I am an atheist who does not believe or ever felt the need to believe in a higher power. Even science or physics is not a higher power, but either a tool we use (science) or the state of things as they are (physics).

Why do people have religion? Not a biological imperative. It is more for the sense of belonging. Read Durkheim who postulated that the reason people celebrate mass (or whatever they call their gatherings) is not to celebrate god/God, but to celebrate themselves. There you have hundreds or thousands of like-minded people all glorifying the idea that they belong to each other, to the same beliefs, to the same group. They take comfort in knowing they are not alone.

For all this talk by people who try so desperately to distinguish themselves from animals, the most basic needs of all people are the same needs by animals: food, shelter, water. Throw into the mix the sense of belonging that all pack animals share (cows, lions, penguins, humans), and we can begin to understand we are not as different as we like to think.

P Bryant (aka JerryMacicKobe) said...

Religion is insurance. "Give me money and do what I tell you, and when you die, I'll give you something really cool. If not, you'll burn in Hell".

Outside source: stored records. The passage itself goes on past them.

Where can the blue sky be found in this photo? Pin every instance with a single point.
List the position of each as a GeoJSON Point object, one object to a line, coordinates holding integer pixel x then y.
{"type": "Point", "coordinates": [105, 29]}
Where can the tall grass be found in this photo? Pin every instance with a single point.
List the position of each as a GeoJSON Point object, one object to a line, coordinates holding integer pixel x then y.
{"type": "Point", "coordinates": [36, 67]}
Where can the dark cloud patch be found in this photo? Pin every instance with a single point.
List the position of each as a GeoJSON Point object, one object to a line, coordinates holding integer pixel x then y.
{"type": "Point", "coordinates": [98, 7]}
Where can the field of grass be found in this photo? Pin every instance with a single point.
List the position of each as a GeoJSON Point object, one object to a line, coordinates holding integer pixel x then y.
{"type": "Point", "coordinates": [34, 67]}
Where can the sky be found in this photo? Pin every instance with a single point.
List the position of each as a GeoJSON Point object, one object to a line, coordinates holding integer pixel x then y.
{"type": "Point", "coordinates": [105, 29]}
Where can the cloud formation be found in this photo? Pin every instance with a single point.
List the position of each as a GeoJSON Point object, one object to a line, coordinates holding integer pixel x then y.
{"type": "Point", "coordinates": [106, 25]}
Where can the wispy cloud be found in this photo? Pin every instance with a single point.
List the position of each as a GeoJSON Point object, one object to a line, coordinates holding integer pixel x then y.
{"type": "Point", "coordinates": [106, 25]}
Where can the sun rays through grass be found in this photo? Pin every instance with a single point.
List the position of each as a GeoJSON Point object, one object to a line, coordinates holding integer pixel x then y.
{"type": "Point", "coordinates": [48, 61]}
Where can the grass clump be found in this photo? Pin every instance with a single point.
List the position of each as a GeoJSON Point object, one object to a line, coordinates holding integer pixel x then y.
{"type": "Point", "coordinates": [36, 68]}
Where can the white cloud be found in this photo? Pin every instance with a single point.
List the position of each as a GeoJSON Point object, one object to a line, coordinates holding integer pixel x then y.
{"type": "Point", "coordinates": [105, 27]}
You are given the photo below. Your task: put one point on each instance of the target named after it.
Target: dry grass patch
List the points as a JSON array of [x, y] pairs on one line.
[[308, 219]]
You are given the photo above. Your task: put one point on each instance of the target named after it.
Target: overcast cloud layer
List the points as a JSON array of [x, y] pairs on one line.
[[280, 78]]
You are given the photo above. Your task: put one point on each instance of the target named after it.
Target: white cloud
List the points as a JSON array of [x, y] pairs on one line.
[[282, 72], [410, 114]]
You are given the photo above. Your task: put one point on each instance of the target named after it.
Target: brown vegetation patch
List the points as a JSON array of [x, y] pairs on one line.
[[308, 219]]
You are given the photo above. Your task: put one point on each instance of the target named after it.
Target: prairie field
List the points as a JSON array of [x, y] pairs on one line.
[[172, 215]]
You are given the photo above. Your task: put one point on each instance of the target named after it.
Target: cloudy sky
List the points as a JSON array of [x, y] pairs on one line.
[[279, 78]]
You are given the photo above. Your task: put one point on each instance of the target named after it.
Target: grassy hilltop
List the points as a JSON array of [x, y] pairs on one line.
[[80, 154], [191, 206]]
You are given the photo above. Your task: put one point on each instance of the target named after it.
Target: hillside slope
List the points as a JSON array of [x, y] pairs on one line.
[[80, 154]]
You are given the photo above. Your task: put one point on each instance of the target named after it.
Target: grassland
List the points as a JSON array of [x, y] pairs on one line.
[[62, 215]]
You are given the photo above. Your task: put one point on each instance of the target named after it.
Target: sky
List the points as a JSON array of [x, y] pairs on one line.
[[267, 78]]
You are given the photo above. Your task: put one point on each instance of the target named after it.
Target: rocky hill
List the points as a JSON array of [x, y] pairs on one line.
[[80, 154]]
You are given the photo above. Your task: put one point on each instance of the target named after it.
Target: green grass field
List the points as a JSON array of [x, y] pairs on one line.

Gods were the explanation for the unknown universe. These explanations became stories and fables. Man discovered that these stories and fables could actually influence the behavior of individuals, so they were used for profit and control and called religion. Competing religions would rob and kill each other for power and control over large groups of people.

If you believe that there is a part of the Universe that is unknown, whether you call it "God" or "unknown" or "undiscovered" or the "Final Frontier" is just semantics. Unknown is unknown is unknown no matter what you call it. And I don't mean unknown as in "there may be a God" I mean unknown as in we are unable to comprehend anything so vast based on the tiny little speck of knowledge that we have.